How much do I like Alan Bradley’s Flavia de Luce novels? Here’s an indication: This is the second time I have read the latest novel straight through – and then listened to the audio book version. Having read the book, I know the solution to the mystery, but listening to the audio version lets me savor any details I might have rushed over in my haste to see what happens next. And then there are the lovely British accents… Of course, not everyone has the luxury of experiencing the print and recorded versions of the book. If you must choose, you’ve got a winner either way. And now comes word that the BBC will be bringing Flavia to TV. More pleasures await.

By Linda C. Brinson

SPEAKING FROM AMONG THE BONES. By Alan Bradley. Delacorte Press. 375 pages. $24.

Audio version: Random House Audio. Read by Jayne Entwistle. 8 CDs, 10 hours. $35.

How many murders can there be in the vicinity of one small English village in the 1950s? Alan Bradley has now written five mysteries in which the daring and endearing Flavia de Luce, charging about on her trusty bicycle Gladys, figures out what nefarious forces have been at work in Bishop’s Lacey, and how they accomplished their vile deeds.

Not to mention that all these murders happened while Flavia was 11 years old. In Speaking From Among the Bones, though, Flavia is musing, as her birthday approaches, about what it will be like to be 12. And her oldest sister, Feely, gets engaged, so changes are coming.

There’s no need to worry our heads about such matters, however, just as there’s no need to ask why Flavia and her next oldest sister, Daffy, get away with never going to school. I think there may have been something in the first novel, The Sweetness at the Bottom of the Pie, about the three squabbling de Luce sisters having run off governesses or tutors. If that happened, their father, who spends most of his time mourning his late wife and collecting stamps while his estate crumbles around him, probably would have just let things drift. But why spend time going back to check on that detail when there’s a new Flavia tale to enjoy?

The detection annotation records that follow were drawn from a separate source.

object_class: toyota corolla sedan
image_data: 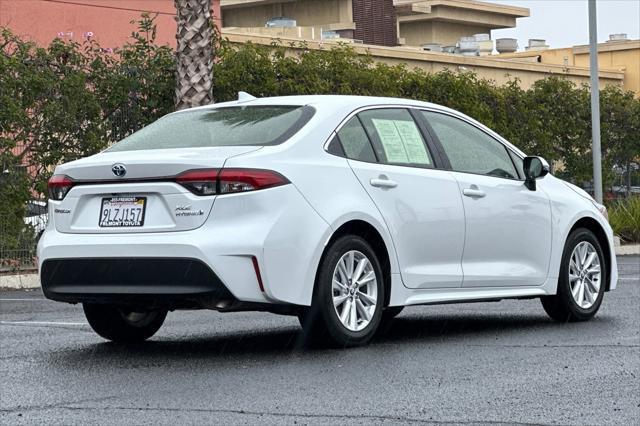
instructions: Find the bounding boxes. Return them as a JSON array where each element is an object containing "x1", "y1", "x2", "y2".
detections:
[{"x1": 38, "y1": 94, "x2": 617, "y2": 347}]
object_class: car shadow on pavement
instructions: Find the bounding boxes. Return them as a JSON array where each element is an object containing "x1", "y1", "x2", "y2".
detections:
[{"x1": 45, "y1": 314, "x2": 612, "y2": 368}]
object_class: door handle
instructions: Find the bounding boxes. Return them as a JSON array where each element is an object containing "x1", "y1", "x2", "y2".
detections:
[
  {"x1": 462, "y1": 185, "x2": 487, "y2": 198},
  {"x1": 369, "y1": 179, "x2": 398, "y2": 188}
]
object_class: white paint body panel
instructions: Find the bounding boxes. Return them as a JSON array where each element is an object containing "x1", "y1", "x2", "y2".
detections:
[
  {"x1": 451, "y1": 172, "x2": 552, "y2": 287},
  {"x1": 38, "y1": 96, "x2": 617, "y2": 306}
]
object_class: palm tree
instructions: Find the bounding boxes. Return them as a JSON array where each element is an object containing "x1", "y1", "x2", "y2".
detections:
[{"x1": 174, "y1": 0, "x2": 219, "y2": 109}]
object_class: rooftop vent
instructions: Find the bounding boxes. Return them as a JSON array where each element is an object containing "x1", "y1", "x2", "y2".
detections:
[
  {"x1": 607, "y1": 33, "x2": 627, "y2": 42},
  {"x1": 525, "y1": 38, "x2": 549, "y2": 50},
  {"x1": 496, "y1": 38, "x2": 518, "y2": 53}
]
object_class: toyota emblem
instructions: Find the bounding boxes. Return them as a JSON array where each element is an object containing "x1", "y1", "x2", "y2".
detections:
[{"x1": 111, "y1": 164, "x2": 127, "y2": 177}]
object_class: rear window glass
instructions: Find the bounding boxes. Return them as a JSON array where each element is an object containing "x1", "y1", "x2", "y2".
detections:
[{"x1": 108, "y1": 106, "x2": 315, "y2": 151}]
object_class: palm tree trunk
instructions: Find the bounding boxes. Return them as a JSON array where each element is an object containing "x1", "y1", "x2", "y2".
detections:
[{"x1": 174, "y1": 0, "x2": 213, "y2": 109}]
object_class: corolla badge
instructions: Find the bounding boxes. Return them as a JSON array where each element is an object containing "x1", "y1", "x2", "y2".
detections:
[{"x1": 111, "y1": 163, "x2": 127, "y2": 177}]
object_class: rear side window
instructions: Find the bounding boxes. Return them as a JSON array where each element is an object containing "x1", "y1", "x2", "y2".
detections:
[
  {"x1": 108, "y1": 106, "x2": 315, "y2": 151},
  {"x1": 421, "y1": 111, "x2": 518, "y2": 179},
  {"x1": 359, "y1": 108, "x2": 433, "y2": 167},
  {"x1": 338, "y1": 117, "x2": 376, "y2": 163}
]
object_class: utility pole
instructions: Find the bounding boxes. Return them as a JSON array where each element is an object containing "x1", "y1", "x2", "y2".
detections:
[{"x1": 589, "y1": 0, "x2": 602, "y2": 203}]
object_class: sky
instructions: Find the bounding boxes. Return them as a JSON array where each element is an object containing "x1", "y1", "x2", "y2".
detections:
[{"x1": 487, "y1": 0, "x2": 640, "y2": 50}]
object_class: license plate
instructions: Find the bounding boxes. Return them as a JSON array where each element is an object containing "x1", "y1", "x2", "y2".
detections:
[{"x1": 98, "y1": 197, "x2": 147, "y2": 228}]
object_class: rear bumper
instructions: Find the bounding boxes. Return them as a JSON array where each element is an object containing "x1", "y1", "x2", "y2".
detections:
[
  {"x1": 38, "y1": 185, "x2": 331, "y2": 306},
  {"x1": 40, "y1": 257, "x2": 235, "y2": 308}
]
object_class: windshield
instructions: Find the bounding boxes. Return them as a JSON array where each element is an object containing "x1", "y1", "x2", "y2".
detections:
[{"x1": 107, "y1": 106, "x2": 315, "y2": 152}]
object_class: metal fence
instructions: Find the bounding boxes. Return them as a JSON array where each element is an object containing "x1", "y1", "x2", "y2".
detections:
[{"x1": 0, "y1": 207, "x2": 48, "y2": 273}]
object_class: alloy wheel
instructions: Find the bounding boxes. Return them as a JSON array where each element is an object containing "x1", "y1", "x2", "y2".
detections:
[
  {"x1": 569, "y1": 241, "x2": 602, "y2": 309},
  {"x1": 332, "y1": 250, "x2": 378, "y2": 331}
]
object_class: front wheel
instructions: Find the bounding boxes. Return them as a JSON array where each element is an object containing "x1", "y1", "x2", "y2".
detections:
[
  {"x1": 541, "y1": 228, "x2": 607, "y2": 322},
  {"x1": 82, "y1": 303, "x2": 167, "y2": 343},
  {"x1": 299, "y1": 235, "x2": 384, "y2": 347}
]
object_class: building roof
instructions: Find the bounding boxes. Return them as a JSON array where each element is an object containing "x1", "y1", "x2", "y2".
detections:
[
  {"x1": 220, "y1": 0, "x2": 296, "y2": 9},
  {"x1": 394, "y1": 0, "x2": 530, "y2": 29}
]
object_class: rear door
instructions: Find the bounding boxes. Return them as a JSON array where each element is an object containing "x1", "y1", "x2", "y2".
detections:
[
  {"x1": 337, "y1": 108, "x2": 464, "y2": 288},
  {"x1": 421, "y1": 111, "x2": 552, "y2": 287}
]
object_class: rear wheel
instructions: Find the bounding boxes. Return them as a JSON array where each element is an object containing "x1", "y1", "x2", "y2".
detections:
[
  {"x1": 299, "y1": 235, "x2": 384, "y2": 347},
  {"x1": 541, "y1": 228, "x2": 607, "y2": 322},
  {"x1": 82, "y1": 303, "x2": 167, "y2": 343}
]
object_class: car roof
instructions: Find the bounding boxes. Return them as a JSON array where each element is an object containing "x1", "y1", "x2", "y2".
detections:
[{"x1": 179, "y1": 95, "x2": 449, "y2": 114}]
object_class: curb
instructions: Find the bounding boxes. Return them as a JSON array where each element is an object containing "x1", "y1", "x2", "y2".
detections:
[
  {"x1": 616, "y1": 244, "x2": 640, "y2": 256},
  {"x1": 0, "y1": 274, "x2": 40, "y2": 290},
  {"x1": 0, "y1": 244, "x2": 640, "y2": 290}
]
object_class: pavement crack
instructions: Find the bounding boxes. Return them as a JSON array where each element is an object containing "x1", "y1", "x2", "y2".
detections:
[{"x1": 0, "y1": 397, "x2": 562, "y2": 426}]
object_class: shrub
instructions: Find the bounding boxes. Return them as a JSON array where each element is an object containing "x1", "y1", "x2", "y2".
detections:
[{"x1": 609, "y1": 196, "x2": 640, "y2": 243}]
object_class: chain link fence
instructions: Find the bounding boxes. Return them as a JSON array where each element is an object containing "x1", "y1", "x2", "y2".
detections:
[{"x1": 0, "y1": 105, "x2": 140, "y2": 274}]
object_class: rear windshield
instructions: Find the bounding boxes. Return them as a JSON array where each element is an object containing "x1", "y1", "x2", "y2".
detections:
[{"x1": 107, "y1": 106, "x2": 315, "y2": 151}]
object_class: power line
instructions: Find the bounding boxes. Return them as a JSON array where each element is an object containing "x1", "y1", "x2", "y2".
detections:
[{"x1": 42, "y1": 0, "x2": 175, "y2": 16}]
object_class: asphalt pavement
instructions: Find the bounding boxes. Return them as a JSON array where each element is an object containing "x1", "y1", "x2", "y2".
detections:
[{"x1": 0, "y1": 257, "x2": 640, "y2": 425}]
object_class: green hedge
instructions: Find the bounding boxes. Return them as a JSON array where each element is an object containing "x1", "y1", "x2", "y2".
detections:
[{"x1": 0, "y1": 15, "x2": 640, "y2": 246}]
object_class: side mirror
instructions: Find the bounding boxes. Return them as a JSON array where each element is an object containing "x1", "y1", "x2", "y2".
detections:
[{"x1": 523, "y1": 157, "x2": 549, "y2": 191}]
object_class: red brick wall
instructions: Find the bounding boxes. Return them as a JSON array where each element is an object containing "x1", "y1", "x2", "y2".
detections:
[{"x1": 353, "y1": 0, "x2": 398, "y2": 46}]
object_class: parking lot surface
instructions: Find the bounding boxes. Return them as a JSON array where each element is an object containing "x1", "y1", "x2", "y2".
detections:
[{"x1": 0, "y1": 257, "x2": 640, "y2": 425}]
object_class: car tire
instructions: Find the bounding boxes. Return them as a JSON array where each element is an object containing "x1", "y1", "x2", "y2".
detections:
[
  {"x1": 541, "y1": 228, "x2": 607, "y2": 322},
  {"x1": 82, "y1": 303, "x2": 167, "y2": 343},
  {"x1": 298, "y1": 235, "x2": 385, "y2": 347}
]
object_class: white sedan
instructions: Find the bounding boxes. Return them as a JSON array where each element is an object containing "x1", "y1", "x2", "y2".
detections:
[{"x1": 38, "y1": 94, "x2": 617, "y2": 346}]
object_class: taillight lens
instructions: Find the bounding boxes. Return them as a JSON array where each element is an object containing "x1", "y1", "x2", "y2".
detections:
[
  {"x1": 176, "y1": 169, "x2": 289, "y2": 195},
  {"x1": 47, "y1": 175, "x2": 73, "y2": 201},
  {"x1": 218, "y1": 169, "x2": 289, "y2": 194},
  {"x1": 176, "y1": 169, "x2": 218, "y2": 195}
]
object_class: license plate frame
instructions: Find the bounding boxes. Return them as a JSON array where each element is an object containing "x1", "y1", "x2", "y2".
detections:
[{"x1": 98, "y1": 195, "x2": 147, "y2": 228}]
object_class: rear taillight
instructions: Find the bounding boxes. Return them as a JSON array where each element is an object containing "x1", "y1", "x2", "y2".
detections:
[
  {"x1": 218, "y1": 169, "x2": 289, "y2": 194},
  {"x1": 47, "y1": 175, "x2": 73, "y2": 201},
  {"x1": 176, "y1": 169, "x2": 218, "y2": 195},
  {"x1": 176, "y1": 169, "x2": 289, "y2": 195}
]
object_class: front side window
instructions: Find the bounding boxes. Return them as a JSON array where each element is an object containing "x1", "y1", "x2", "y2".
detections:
[
  {"x1": 421, "y1": 111, "x2": 518, "y2": 179},
  {"x1": 359, "y1": 108, "x2": 433, "y2": 167},
  {"x1": 108, "y1": 106, "x2": 315, "y2": 151}
]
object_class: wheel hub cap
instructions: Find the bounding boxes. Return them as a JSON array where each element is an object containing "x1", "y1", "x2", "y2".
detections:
[
  {"x1": 569, "y1": 241, "x2": 602, "y2": 309},
  {"x1": 332, "y1": 250, "x2": 378, "y2": 331}
]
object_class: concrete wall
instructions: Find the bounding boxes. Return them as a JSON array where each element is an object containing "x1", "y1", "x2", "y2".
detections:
[
  {"x1": 224, "y1": 31, "x2": 624, "y2": 89},
  {"x1": 498, "y1": 40, "x2": 640, "y2": 96},
  {"x1": 400, "y1": 21, "x2": 491, "y2": 46},
  {"x1": 222, "y1": 0, "x2": 353, "y2": 27}
]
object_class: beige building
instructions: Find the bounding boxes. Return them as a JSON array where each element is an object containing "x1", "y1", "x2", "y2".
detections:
[
  {"x1": 221, "y1": 0, "x2": 640, "y2": 93},
  {"x1": 221, "y1": 0, "x2": 529, "y2": 46},
  {"x1": 394, "y1": 0, "x2": 529, "y2": 46},
  {"x1": 496, "y1": 40, "x2": 640, "y2": 96}
]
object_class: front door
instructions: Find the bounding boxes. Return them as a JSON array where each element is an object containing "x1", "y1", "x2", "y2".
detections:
[
  {"x1": 422, "y1": 111, "x2": 552, "y2": 287},
  {"x1": 338, "y1": 108, "x2": 464, "y2": 288}
]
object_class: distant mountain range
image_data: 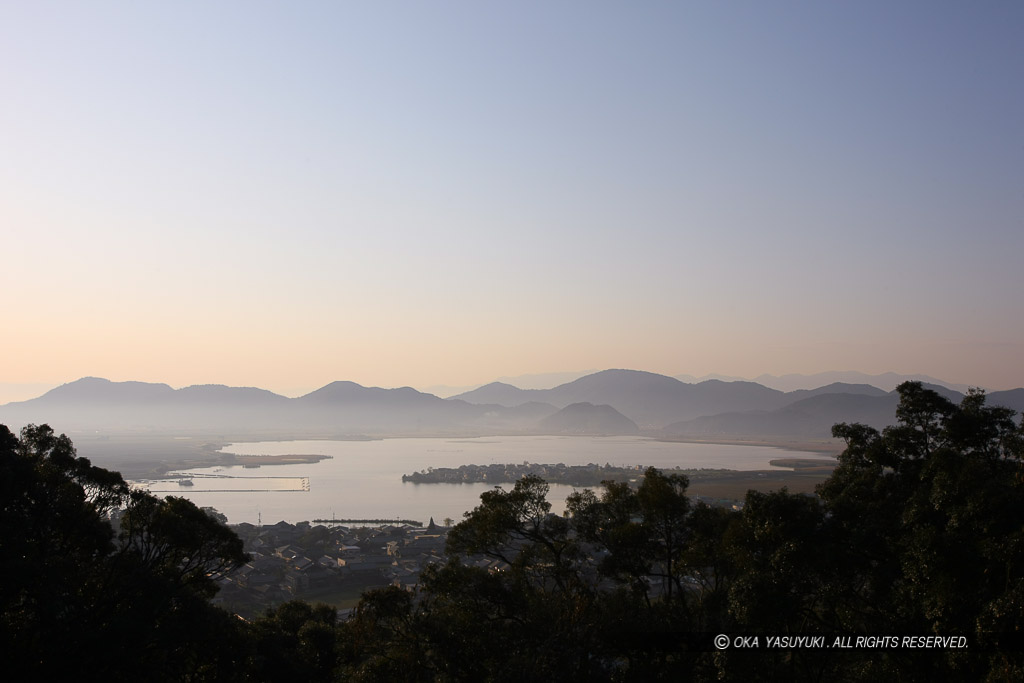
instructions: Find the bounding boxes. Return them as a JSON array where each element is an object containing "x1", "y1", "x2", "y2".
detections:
[{"x1": 0, "y1": 370, "x2": 1024, "y2": 440}]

No, the reader can just suspend whatever disbelief is necessary and enjoy these novels for what they are: utterly delightful and totally original. In some ways, the Flavia de Luce series reminds me of the Harry Potter books. Harry, too, was 11 when his series began. Harry is an orphan being raised –and treated shabbily – by relatives who don’t love him; Flavia, whose mother died when she was a baby, is largely ignored by her grieving father and tormented by her two older sisters.  Both Harry and Flavia tackle big problems that endanger their lives. One big difference is that Harry uses spells and potions, but Flavia’s magic comes from her formidable brain – and sometimes her impressive knowledge of chemistry.

In Speaking From Among the Bones, Flavia is determined to be in the thick of things when the tomb of the village’s patron saint, Tancred, is going to be opened as part of the celebration of the 500th anniversary of his death.  But instead of the honored saint, what Flavia finds when she gets the first look into the crypt is a body of much more recent vintage: Mr. Collicutt, the church organist, who had gone missing weeks earlier.  Of course, Flavia immediately has many questions in mind, among them why someone would kill Mr. Collicutt, why the murderer would hide the body in the crypt and why the corpse is wearing a weird mask.

When Flavia has questions, she’s determined to find the answers, no matter how many people order her to stay out of the way and leave investigations to the local police.

As usual, Bradley does a masterly job of spinning out a complicated mystery in the best British village style even while entertaining us. Flavia narrates the book in the endearing voice of a child who is vulnerable and sometimes fallible, however precocious. Amid the murder and mystery, there’s plenty of humor, some of it slightly wicked. Flavia’s refuge in Buckshaw, the drafty old de Luce mansion, is the well-equipped chemistry lab left by a recent ancestor; her particular passion is poisons. And Flavia never lets rules or exhortations get in the way of an investigation.

Things get deliciously complicated, with multiple possible villains and interesting peripheral discoveries. If you read the book, you’ll turn pages quickly, drawn along by the mystery and by Flavia’s exuberance and personality. If you listen to the recording, you’ll find that Jayne Entwistle does a wonderful job of bringing Flavia and her associates to life.

And at book’s end, the de Luces, their ancestral home and the reader all are hanging on a proverbial cliff. It would be criminal to reveal more. Enjoy this book, and then suffer with the rest of us as we wait for Bradley to get on with the story in Flavia’ s next outing.